Xinjiang government confirms huge birth rate drop but denies forced sterilization of women

Hong Kong (CNN) Chinese officials have officially acknowledged birth rates in Xinjiang dropped by almost a third in 2018, compared to the previous year, in a letter to CNN in which they also denied reports of forced sterilization and genocide by authorities in the far western region.

The Xinjiang government sent CNN the six-page fax in response to questions for an article published in July that documented a campaign of abuse and control by Beijing targeting women from the Uyghur minority, a Muslim ethnic group numbering more than 10 million people. The fax didn't arrive until September 1, a month after the story was published.

These aren't the first accusations of widespread human rights abuses by the Chinese government in Xinjiang. Up to 2 million Uyghurs and other Muslim minorities are believed to have been placed in mass detention centers in the region, according to the US State Department, where they have allegedly been subject to indoctrination and abuse.

Beijing claims that these centers are voluntary and provide vocational training as part of a de-radicalization program in Xinjiang, which saw a spate of violent attacks in recent years.

But CNN's reporting found that some Uyghur women were being forced to use birth control and undergo sterilization as part of a deliberate attempt to push down birth rates among minorities in Xinjiang.

The article was based on a report by Adrian Zenz, a senior fellow at the Victims of Communism Memorial Foundation known for his research on Xinjiang, who quoted official Chinese documents showing a surge in the number of sterilizations performed in the region -- from fewer than 50 per 100,000 people in 2016 to almost 250 per 100,000 people in 2018.

Zenz said that these actions fell under the United Nations definition of "genocide" specifically "imposing measures intended to prevent births within the group."

In its response, the Xinjiang government strongly denied the claims of genocide, arguing instead that the Uyghur population has been "growing continuously" during the past decade and that Zenz's report was not "in line with the real situation in Xinjiang."

According to the government, the population of Xinjiang rose by more than 3 million people, or almost 14%, between 2010 and 2018, with the Uyghur population growing faster than the region's average rate.

"The rights and interests of Uyghur and other ethnic minorities have been fully protected," the response said. "The so-called 'genocide' is pure nonsense."

Birth rate plunges

But the government didn't dispute the rise in sterilizations or the gap in the ratio of new intrauterine devices (IUDs) between Xinjiang and the rest of mainland China.
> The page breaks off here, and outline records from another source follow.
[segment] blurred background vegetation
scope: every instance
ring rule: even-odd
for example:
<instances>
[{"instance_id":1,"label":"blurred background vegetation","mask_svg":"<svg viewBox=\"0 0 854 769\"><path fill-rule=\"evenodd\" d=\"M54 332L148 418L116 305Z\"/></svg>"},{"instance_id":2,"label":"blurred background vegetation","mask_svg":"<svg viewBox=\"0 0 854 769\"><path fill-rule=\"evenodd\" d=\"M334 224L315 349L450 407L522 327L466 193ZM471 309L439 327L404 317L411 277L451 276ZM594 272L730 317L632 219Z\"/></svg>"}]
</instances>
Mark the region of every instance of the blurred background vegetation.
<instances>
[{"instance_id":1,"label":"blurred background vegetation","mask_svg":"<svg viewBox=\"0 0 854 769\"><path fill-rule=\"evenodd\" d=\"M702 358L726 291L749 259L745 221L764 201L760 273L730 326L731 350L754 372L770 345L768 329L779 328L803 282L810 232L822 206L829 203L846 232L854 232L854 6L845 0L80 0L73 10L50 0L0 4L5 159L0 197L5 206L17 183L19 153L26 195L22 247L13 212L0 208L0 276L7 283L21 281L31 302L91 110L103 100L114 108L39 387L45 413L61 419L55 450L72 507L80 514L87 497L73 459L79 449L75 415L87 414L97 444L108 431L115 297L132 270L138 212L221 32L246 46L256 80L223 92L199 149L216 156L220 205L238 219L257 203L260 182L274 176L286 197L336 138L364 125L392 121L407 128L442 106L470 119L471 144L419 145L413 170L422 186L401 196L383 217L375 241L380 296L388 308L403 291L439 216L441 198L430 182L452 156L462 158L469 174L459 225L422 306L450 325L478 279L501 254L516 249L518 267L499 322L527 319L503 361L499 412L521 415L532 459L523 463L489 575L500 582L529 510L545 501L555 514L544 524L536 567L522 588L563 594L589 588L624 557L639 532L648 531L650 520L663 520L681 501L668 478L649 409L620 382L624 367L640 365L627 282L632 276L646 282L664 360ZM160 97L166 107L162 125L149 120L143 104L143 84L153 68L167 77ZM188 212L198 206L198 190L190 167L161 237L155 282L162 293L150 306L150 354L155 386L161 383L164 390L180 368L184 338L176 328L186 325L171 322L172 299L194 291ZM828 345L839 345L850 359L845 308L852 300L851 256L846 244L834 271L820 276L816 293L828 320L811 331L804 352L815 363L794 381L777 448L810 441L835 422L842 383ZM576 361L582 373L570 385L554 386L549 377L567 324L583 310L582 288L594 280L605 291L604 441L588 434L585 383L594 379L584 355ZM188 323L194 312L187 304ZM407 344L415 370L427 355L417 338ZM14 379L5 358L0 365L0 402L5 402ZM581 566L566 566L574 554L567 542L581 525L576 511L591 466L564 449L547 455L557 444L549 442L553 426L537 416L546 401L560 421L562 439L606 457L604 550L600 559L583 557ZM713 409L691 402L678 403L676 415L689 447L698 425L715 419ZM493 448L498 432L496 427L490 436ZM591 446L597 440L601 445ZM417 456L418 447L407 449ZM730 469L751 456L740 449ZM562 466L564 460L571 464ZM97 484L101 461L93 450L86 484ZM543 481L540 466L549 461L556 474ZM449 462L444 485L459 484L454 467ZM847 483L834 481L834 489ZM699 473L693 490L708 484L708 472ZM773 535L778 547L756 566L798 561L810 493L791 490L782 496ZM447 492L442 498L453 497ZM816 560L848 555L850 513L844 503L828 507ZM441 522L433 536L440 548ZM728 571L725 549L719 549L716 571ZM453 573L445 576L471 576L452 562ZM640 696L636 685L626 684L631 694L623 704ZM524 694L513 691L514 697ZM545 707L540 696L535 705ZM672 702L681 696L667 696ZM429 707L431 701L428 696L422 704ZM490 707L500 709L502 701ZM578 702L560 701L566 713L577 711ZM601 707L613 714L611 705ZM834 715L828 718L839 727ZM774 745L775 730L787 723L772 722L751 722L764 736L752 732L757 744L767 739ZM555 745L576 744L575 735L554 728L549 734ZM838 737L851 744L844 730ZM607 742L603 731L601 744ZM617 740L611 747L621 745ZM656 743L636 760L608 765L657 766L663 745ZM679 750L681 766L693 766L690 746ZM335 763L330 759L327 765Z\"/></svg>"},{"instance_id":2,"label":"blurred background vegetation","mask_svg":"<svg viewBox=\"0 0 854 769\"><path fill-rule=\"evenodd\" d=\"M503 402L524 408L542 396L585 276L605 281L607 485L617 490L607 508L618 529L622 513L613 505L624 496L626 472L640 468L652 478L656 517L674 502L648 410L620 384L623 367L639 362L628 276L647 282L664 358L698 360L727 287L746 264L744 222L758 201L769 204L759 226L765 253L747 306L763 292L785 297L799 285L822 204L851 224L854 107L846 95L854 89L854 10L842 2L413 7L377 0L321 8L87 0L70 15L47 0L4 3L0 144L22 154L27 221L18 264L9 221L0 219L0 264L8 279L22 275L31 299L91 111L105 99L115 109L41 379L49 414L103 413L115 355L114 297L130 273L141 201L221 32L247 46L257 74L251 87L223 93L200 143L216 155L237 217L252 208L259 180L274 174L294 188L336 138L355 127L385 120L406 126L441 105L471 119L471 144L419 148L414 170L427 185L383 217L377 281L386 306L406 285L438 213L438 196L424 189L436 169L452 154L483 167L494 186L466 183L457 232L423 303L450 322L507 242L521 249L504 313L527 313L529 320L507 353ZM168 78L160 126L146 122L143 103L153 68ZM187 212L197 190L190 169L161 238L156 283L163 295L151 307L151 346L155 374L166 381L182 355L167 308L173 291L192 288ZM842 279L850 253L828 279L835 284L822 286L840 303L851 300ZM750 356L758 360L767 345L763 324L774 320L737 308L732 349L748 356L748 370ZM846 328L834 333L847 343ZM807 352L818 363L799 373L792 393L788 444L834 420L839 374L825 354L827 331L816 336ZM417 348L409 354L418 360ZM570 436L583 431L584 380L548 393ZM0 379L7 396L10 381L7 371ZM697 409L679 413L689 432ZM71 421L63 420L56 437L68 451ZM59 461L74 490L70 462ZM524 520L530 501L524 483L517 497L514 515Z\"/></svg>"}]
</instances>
While IUD implants have plunged in China overall, falling to just 21 per 100,000 people in 2018, in Xinjiang they are becoming increasingly common.

According to local government statistics, there were almost 1,000 new IUD implants per 100,000 people in Xinjiang in 2018, or 80% of China's total for that year.

The Xinjiang government said in its response that the birth rate in the region had dropped from 15.88 per 1,000 people in 2017 to 10.69 per 1,000 people in 2018. The fax said that the drop was due to "the comprehensive implementation of the family planning policy."

Up until 2015, the Chinese government enforced a "one-child" family planning policy countrywide, which allowed most urban couples no more than one baby.

Ethnic minorities, such as the Uyghur people, were typically allowed to have up to three but Xinjiang expert Zenz said that families from these groups often had many more children.

When China officially began the two-child policy in January 2016, Uyghur citizens living in cities were limited to two children for the first time as well -- their rural counterparts could still have up to three.

The Xinjiang government attributed the sudden drop in population to Beijing's family planning policies finally being properly implemented in the region after 2017.

"In 2018, the number of newborns decreased by approximately 120,000 compared with 2017, of which about 80,000 were because of better implementation of family planning policy in accordance with law, according to estimates by the health and statistics department," the response to CNN said. The government insisted that those who complied with the family planning policies did so voluntarily.